There are questions that every believer wants to know about the Bible. The "what," "where," and "why" are the obvious items of interest. How, is the Bible put together? Can I trust the Bible or is it another book with good stuff? Do Christians have to read this document? This article is the second in the Bible Doctrinal Studies by Pastor Bolender at Austin Bible Church.
A study on inspiration, revelation, inerrancy, canonicity, and basic hermeneutical principles.
Prior to salvation, the unbeliever had any number of influences molding and fashioning them to the image of the world (Eph. 2:1-3). After salvation, though, the new believer is in need of being grounded in the Word of God, beginning the edification process of being transformed by the renewing of their mind (Rom. 12:2). The newborn babe must take in the pure milk of the Word (1 Pet. 2:2)st.
The believer is a new creation, “created in Christ Jesus for good works” (Eph. 2:10). That believer now needs to be equipped for these works. That equipping comes through the Scriptures (2 Tim. 3:16-17), as they are communicated in a local church (Eph. 4:11-13).
The new believer must come to understand that God’s Word is 100% trustworthy and accurate (Psa. 12:6; Prov. 30:5). It is His Word, not the works of men (Lk. 1:70; Acts 1:16; 3:18,21; 4:25; 2 Pet. 1:20-21 cf. 2 Tim. 3:16). God, Himself has magnified it according to His own name (Ps. 138:2). It is therefore worthy of our devotion, and the means by which we can worship Him. Believers should strive to rightly divide the Word of Truth (2 Tim. 2:15)nd, embracing the Whole Purpose of God (Acts 20:27), and build their understanding of Him order on order, line online, a little here and a little there (Isa. 28:13).

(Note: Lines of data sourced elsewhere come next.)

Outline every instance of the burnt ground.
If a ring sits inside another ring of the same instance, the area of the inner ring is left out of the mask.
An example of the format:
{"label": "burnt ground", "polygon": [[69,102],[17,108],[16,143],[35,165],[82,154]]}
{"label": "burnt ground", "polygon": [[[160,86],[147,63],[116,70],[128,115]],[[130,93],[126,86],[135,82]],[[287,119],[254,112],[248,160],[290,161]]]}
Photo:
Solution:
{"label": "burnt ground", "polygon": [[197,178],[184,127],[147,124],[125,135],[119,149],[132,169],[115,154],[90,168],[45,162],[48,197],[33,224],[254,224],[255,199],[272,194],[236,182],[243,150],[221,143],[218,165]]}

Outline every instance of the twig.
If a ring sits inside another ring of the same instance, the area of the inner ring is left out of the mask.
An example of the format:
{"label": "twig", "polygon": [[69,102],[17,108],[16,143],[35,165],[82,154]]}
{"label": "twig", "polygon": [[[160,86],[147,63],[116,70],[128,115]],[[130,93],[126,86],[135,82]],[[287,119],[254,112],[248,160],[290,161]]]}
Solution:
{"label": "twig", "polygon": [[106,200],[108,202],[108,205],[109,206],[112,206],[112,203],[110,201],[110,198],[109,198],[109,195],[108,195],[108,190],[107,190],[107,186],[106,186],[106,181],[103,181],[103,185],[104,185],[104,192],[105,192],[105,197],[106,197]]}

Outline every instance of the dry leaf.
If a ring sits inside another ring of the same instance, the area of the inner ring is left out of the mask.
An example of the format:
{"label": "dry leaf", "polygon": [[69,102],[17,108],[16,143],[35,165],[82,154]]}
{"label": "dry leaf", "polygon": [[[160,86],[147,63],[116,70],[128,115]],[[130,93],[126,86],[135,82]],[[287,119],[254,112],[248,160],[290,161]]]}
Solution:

Inspiration and Revelation
Keep things simple—don’t begin by having a theology book or a denomination tell believers what the Bible is. The Bible tells believers what the Bible is! It is God’s message to man, revealing Himself to mankind in a way that the general revelation of creation could never do. A terrific description and definition of “revelation” comes in 1st Corinthians 2:9 (citing Isaiah). “Things which eye has not seen and ear has not heard, and which have not entered the heart of man, all that God has prepared for those who love Him.” The role of the Holy Spirit is to search out all things, even the depths of God, and reveal such things to believers (1 Cor. 2:10-13)st. God reveals what cannot be learned in any other non-revelatory manner.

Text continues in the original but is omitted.